Отец Жозеф одобрительно кивнул:
— Право, я рад, что мне удалось убедить тебя в беспредметности твоих опасений, и ты согласился, что отставке Вальдштейна уже ничто не воспрепятствует.
— О нет, отче, вы меня не убедили, и я ни с чем не согласился, — возразил Петр. — Разум говорит мне, что вы, возможно, правы, а я жестоко ошибаюсь, но все во мне восстает против этого, все кричит: нет, я не ошибаюсь!
— Я-то считал, что ты прежде всего сообразуешься с доводами разума, — заметил патер.
— Но в данном случае мой разум сам побуждает меня пренебречь собственной рассудительностью. И все же беседа, которой вы меня удостоили, отче, вывела меня из заблуждения, на коем я настаивал, — то есть прежде всего на том, что подлинный Вальдштейн скрывается где-нибудь поблизости от своих войск.
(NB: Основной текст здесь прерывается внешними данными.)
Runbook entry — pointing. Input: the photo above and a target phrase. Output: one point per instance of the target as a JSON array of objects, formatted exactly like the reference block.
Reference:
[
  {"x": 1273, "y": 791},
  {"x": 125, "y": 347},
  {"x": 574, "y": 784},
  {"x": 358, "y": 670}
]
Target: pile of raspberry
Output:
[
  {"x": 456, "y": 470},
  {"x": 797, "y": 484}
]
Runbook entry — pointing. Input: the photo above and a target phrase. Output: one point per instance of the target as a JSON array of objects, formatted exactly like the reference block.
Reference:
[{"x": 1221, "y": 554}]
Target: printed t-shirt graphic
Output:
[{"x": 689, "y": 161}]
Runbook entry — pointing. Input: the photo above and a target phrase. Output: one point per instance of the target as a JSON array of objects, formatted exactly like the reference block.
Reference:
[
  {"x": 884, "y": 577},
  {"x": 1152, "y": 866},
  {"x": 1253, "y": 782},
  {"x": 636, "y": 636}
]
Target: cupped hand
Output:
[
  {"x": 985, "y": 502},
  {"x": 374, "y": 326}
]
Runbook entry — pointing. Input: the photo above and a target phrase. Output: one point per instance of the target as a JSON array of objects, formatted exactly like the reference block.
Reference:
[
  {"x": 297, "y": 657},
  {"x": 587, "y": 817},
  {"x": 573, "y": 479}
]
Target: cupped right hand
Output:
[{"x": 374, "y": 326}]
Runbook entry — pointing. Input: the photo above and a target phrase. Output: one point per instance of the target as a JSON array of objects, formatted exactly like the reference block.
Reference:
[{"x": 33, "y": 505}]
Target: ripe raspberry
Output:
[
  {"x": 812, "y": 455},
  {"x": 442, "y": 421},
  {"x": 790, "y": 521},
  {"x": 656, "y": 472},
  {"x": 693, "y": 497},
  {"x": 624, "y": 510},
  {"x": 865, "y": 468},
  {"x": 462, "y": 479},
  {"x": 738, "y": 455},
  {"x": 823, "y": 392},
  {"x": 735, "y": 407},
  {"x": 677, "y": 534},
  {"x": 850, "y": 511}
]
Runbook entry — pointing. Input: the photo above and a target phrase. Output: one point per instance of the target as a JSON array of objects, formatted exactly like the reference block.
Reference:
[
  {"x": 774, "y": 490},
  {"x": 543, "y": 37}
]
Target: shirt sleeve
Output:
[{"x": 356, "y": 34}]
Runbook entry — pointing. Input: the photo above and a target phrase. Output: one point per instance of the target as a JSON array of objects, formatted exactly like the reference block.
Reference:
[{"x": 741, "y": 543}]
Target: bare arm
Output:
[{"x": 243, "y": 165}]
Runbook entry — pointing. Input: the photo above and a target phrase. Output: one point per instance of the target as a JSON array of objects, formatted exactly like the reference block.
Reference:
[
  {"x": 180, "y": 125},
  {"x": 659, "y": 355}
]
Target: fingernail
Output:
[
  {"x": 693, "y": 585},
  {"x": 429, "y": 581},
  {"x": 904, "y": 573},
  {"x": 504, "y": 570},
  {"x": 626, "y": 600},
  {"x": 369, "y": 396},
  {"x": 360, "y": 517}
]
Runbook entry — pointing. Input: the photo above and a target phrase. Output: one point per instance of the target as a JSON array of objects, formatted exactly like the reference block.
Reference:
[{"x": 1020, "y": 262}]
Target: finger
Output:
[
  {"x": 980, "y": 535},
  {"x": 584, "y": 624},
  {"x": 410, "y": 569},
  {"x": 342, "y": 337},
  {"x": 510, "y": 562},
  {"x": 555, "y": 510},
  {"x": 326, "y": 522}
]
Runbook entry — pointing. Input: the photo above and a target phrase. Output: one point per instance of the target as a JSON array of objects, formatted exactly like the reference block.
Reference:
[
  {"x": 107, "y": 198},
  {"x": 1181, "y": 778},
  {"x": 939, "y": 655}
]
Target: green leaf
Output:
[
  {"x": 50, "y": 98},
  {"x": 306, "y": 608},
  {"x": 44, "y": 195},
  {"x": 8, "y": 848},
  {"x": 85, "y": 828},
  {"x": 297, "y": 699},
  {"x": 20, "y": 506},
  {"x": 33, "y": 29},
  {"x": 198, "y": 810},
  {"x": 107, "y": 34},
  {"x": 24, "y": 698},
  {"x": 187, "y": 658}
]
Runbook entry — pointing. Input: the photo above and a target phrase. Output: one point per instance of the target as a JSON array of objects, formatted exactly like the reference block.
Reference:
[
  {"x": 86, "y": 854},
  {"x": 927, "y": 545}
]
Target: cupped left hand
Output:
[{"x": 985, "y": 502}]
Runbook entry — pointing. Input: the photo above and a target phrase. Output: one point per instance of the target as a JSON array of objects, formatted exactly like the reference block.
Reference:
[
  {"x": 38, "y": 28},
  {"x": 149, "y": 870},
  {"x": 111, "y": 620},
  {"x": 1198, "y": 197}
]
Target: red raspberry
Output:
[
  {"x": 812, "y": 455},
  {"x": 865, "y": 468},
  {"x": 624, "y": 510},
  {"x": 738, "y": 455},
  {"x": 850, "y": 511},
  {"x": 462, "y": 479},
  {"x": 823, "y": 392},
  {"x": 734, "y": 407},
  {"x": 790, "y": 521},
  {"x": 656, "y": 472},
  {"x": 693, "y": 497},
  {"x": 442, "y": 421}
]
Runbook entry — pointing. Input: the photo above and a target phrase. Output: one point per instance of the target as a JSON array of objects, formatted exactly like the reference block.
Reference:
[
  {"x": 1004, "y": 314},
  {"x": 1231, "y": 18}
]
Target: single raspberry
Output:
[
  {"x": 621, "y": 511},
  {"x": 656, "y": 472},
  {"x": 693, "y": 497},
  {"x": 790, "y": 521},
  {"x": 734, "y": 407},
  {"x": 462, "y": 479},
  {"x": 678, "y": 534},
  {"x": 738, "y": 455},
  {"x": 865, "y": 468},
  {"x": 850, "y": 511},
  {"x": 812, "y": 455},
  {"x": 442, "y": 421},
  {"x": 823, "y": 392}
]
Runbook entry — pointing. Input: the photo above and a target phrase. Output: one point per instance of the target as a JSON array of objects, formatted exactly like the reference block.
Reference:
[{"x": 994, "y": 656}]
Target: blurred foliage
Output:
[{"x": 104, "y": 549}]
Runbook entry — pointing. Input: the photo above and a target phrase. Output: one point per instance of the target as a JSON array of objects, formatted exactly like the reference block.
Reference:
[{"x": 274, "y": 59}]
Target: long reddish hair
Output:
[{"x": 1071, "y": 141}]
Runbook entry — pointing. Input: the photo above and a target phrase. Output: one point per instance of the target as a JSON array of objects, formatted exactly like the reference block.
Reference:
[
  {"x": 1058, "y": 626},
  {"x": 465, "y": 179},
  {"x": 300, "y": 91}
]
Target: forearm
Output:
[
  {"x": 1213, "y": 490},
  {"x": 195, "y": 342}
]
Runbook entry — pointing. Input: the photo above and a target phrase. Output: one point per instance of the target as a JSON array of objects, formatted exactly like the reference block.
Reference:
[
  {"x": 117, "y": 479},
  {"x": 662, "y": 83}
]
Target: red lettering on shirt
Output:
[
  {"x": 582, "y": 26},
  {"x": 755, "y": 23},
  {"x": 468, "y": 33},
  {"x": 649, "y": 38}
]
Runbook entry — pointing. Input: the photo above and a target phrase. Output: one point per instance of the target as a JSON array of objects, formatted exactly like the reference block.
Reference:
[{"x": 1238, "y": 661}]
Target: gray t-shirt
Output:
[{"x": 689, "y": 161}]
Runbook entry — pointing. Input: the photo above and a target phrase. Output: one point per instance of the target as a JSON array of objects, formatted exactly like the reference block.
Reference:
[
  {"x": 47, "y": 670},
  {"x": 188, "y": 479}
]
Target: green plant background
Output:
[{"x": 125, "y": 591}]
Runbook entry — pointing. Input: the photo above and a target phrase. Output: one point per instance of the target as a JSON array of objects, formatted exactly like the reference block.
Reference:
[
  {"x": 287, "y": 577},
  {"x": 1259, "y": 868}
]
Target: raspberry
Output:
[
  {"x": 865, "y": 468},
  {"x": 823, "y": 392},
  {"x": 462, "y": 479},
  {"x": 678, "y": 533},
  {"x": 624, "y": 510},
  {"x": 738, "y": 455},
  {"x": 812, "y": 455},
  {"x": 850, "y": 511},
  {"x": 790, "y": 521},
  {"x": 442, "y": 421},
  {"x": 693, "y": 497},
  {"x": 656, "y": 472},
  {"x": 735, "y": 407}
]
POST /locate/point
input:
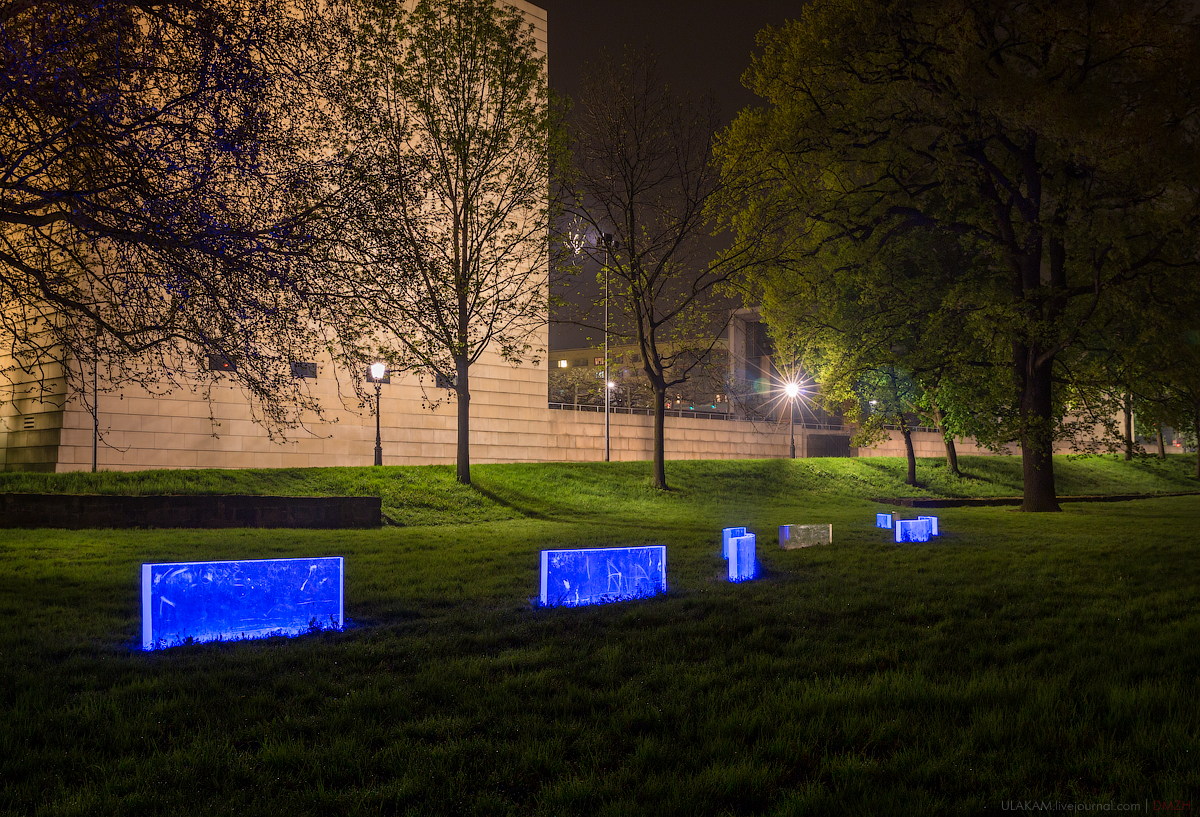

Ваше насмешливое описание подозрительного лица, сидящего за задернутыми шторами в заброшенном доме и привлекающего внимание таинственными связями, открыло мне глаза на наивность моего предположения, и я во внезапном озарении понял, где надо искать Вальдштейна; вместе с тем возродилась и моя надежда найти способ расстроить его планы.
— Я недоволен, слыша это, и встревожен, потому что не понимаю тебя, сын мой.
— Надеюсь, мне представится случай известить вас, в какой мере моя интуиция себя оправдает, — сказал Петр. — Теперь же прошу вас только разрешить мне оставить моего коня в монастырской конюшне.
Затем Петр простился с досточтимым патером, а проходя по безлюдному монастырскому коридору, окутанному полумраком, взвел курки обоих своих пистолетов и решительным шагом вышел в пестрый хаос кривых улочек перенаселенного города.
ДВЕРНОЙ МОЛОТОК, ОБЕРНУТЫЙ ТРЯПИЦЕЙ
Спускались сумерки, и Петр спешил туда, куда указывали ему люди на его расспросы о жилище ученого астронома Кеплера. От монастыря святого Эмерама идти ему пришлось через центр богатого квартала знати до ратуши, затем еще немного в сторону Дуная.
Дом астронома, узенький, видимо недавно побеленный, скромно притулился в ряду столь же тесных домов, архитектор которых явно руководился одной основной идеей — сэкономить место. Петра охватил трепет, когда он увидел, что мостовая перед домом ученого — так же как и та, что лежала перед дворцом Фуггеров в Меммингене, — устлана толстым слоем соломы. Бронзовый дверной молоток был обернут тряпицей, такой же белоснежной, как и побелка фасада.
Все это можно было вполне объяснить тем, что старый исследователь звезд был, как сказал отец Жозеф, недужен, и даже более того, ибо в те времена было в обычае устилать соломой улицы, только когда владелец дома находился при смерти. Однако если предположения Петра были хоть приблизительно верны, то причиной обеих этих мер предосторожности был не владелец дома, а некто совсем иной — человек, тайно поселившийся у Кеплера, властный и требовательный, не терпящий шума. Петр подошел к двери и забарабанил в нее железным своим кулаком.